We gleefully latch on to each carefully crafted catchphrase and buzz word: Big Bird, 47%, bayonets, fair share, who built what, the joys of firing people and corporations as people. It's all binders full of malarkey.
We cling to the estimates, studies, research and polls that back what we want to believe, then spit that in the face of any who would oppose such obvious “truth,” all the while ignoring the facts and figures spit back in our face to support the other “truth.”
We argue over wedge issues that are rarely relevant outside of an election year (and never solved), quickly putting them on the back burner come Wednesday.
Our virtual water cooler — Facebook — becomes venom central; a place to voice your opinions and have them slapped down, trampled underfoot; It's target practice for senseless, mean-spirited and unsolvable arguments. Espouse an opinion on one subject and you're categorized, locked in a box and labeled for shipment to an island with the rest of the loonies who believe that.
It's ironic. On Facebook no one sees the faces behind the self-righteous attacks.
Incomprehensible financial figures supporting or debunking one position are thrown around like beach balls at Dodger Stadium — a distraction never landing long enough to matter. All the while, ungodly amounts of money — an estimated $2 billion this year — will be spent on campaigning with little regulation. That's the kind of money that solves a lot of the things we're arguing over, and it is being used to insult, degrade and dehumanize the other guy.
Friends stop calling each other and turn to enemies, forgetting what bound them together in favor of inflicting wounds that may never heal.
We've been kind of horrible to each other lately.
We fall for it every four years. We let the pundits, politicians, spokespeople, tycoons and union bosses spin us up like tops; we're minions doing their bidding by championing their guy over the other one.
Superstorm Sandy offered only momentary reprieve from the animosity, giving us pause and perspective on what's really important — each other — before becoming another weapon to politicize and lay blame.
And on Tuesday we finally get our say. That is, of course, unless an antiquated Electoral College system thinks the majority made the wrong choice. Again.
A “leader” is supposed to rise from these ashes and guide us, united, on his white horse into a bright new future of prosperity, reduced debt, self-sufficiency and human dignity.

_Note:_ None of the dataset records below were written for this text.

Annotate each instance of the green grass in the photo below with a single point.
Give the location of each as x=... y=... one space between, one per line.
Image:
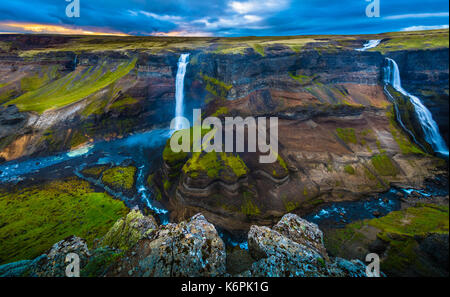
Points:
x=71 y=88
x=213 y=164
x=414 y=41
x=349 y=169
x=34 y=218
x=120 y=178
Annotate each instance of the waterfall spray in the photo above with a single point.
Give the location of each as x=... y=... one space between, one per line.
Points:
x=429 y=126
x=179 y=93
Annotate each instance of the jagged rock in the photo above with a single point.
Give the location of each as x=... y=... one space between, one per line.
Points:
x=302 y=232
x=52 y=264
x=191 y=248
x=296 y=252
x=127 y=231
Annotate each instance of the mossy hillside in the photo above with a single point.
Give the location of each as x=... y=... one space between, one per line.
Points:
x=121 y=178
x=417 y=40
x=71 y=88
x=216 y=87
x=399 y=230
x=36 y=217
x=214 y=164
x=100 y=261
x=94 y=171
x=37 y=80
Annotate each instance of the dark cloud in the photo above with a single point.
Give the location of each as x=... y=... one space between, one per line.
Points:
x=230 y=17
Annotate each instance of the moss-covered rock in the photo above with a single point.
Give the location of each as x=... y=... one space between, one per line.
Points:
x=127 y=231
x=121 y=178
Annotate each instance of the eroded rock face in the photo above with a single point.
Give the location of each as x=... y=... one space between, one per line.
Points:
x=295 y=250
x=191 y=248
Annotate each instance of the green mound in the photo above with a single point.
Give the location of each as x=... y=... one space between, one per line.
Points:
x=33 y=219
x=71 y=88
x=120 y=178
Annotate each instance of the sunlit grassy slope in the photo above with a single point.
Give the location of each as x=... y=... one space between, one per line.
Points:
x=237 y=45
x=33 y=219
x=71 y=88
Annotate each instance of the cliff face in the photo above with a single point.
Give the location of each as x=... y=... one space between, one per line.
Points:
x=338 y=139
x=425 y=74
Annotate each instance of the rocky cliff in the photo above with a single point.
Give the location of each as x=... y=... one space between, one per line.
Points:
x=294 y=248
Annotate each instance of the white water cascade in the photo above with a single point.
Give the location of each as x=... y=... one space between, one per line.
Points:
x=429 y=126
x=370 y=44
x=179 y=93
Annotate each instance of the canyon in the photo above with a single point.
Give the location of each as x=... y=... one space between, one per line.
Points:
x=81 y=108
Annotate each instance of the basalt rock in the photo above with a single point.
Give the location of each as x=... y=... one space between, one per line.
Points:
x=191 y=248
x=296 y=252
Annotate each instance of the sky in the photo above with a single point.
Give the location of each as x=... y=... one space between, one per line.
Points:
x=221 y=17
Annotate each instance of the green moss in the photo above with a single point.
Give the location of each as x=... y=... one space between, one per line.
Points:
x=347 y=135
x=120 y=178
x=413 y=41
x=123 y=103
x=216 y=87
x=221 y=111
x=383 y=165
x=34 y=218
x=349 y=169
x=77 y=139
x=167 y=185
x=70 y=88
x=290 y=205
x=126 y=232
x=34 y=82
x=94 y=171
x=248 y=207
x=100 y=261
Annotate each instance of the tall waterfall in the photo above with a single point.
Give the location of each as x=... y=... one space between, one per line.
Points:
x=179 y=94
x=429 y=126
x=370 y=44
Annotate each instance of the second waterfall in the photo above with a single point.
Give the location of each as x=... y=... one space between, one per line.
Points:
x=179 y=93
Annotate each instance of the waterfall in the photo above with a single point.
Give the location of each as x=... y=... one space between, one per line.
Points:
x=370 y=44
x=429 y=126
x=179 y=93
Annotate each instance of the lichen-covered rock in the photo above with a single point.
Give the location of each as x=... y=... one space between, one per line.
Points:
x=187 y=249
x=302 y=232
x=296 y=252
x=127 y=231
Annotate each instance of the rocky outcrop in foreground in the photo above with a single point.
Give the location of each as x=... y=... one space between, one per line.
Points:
x=293 y=247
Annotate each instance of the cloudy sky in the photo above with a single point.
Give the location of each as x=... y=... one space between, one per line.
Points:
x=221 y=17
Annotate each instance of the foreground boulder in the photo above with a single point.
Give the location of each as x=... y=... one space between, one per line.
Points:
x=191 y=248
x=127 y=231
x=294 y=248
x=136 y=247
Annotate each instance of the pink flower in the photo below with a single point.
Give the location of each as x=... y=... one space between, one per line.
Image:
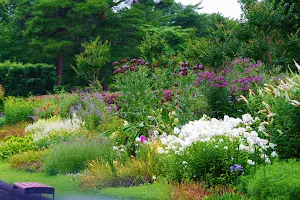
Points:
x=143 y=139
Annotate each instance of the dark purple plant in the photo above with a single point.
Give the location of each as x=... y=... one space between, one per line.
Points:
x=236 y=168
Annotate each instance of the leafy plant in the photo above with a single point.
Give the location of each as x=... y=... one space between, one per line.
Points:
x=73 y=156
x=13 y=145
x=31 y=161
x=277 y=181
x=91 y=60
x=17 y=109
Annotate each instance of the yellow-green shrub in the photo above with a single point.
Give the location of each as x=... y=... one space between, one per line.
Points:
x=31 y=161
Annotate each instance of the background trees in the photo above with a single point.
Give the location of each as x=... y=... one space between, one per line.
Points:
x=42 y=31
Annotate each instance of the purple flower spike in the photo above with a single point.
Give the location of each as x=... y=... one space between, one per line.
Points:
x=236 y=168
x=143 y=139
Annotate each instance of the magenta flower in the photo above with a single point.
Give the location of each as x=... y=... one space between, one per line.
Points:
x=143 y=139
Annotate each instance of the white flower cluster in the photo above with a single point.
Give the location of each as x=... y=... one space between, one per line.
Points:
x=206 y=129
x=44 y=127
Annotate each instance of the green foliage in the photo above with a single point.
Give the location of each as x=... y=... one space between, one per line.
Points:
x=226 y=196
x=153 y=48
x=17 y=109
x=92 y=59
x=2 y=92
x=22 y=79
x=13 y=145
x=30 y=161
x=73 y=157
x=274 y=105
x=205 y=161
x=129 y=172
x=277 y=181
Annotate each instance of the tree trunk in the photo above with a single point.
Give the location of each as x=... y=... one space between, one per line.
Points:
x=59 y=68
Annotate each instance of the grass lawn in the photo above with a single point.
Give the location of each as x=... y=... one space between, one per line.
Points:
x=63 y=186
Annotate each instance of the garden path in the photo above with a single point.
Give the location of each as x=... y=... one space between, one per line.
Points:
x=87 y=197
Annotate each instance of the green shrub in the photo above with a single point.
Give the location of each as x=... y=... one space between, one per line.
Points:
x=278 y=106
x=73 y=157
x=205 y=161
x=22 y=79
x=278 y=181
x=2 y=92
x=17 y=109
x=31 y=161
x=138 y=170
x=13 y=145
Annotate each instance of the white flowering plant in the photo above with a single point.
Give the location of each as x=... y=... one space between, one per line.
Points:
x=53 y=130
x=206 y=149
x=278 y=107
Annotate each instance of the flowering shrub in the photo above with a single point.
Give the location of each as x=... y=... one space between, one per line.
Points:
x=278 y=105
x=94 y=111
x=211 y=149
x=17 y=109
x=2 y=92
x=13 y=145
x=44 y=128
x=223 y=87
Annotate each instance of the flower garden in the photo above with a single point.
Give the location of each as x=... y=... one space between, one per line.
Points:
x=196 y=132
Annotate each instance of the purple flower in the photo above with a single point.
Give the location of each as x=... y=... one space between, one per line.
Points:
x=72 y=110
x=236 y=168
x=79 y=106
x=143 y=139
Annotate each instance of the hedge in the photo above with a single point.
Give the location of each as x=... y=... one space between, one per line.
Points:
x=22 y=79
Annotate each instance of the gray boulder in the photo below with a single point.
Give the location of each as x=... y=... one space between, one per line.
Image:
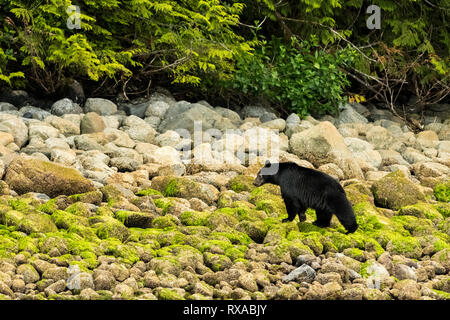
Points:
x=101 y=106
x=183 y=115
x=304 y=273
x=65 y=106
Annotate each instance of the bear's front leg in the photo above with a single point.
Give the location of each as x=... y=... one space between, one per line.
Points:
x=292 y=211
x=323 y=218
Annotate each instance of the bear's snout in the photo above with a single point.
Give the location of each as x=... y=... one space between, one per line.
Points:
x=258 y=181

All so one man can get his page in our history books, his label as the “Most Powerful Man in the World” and pretend to attempt to keep all the promises he made; so he can be the next to inherit a national mess and partake in the endless gridlock of American politics.
This is our country, our right, our system. And our fault.
How can an entire population see the same two people in such diametrically opposing ways? Why does this country hate itself so much?
We let it happen. Win or lose, maybe we all get what we deserve.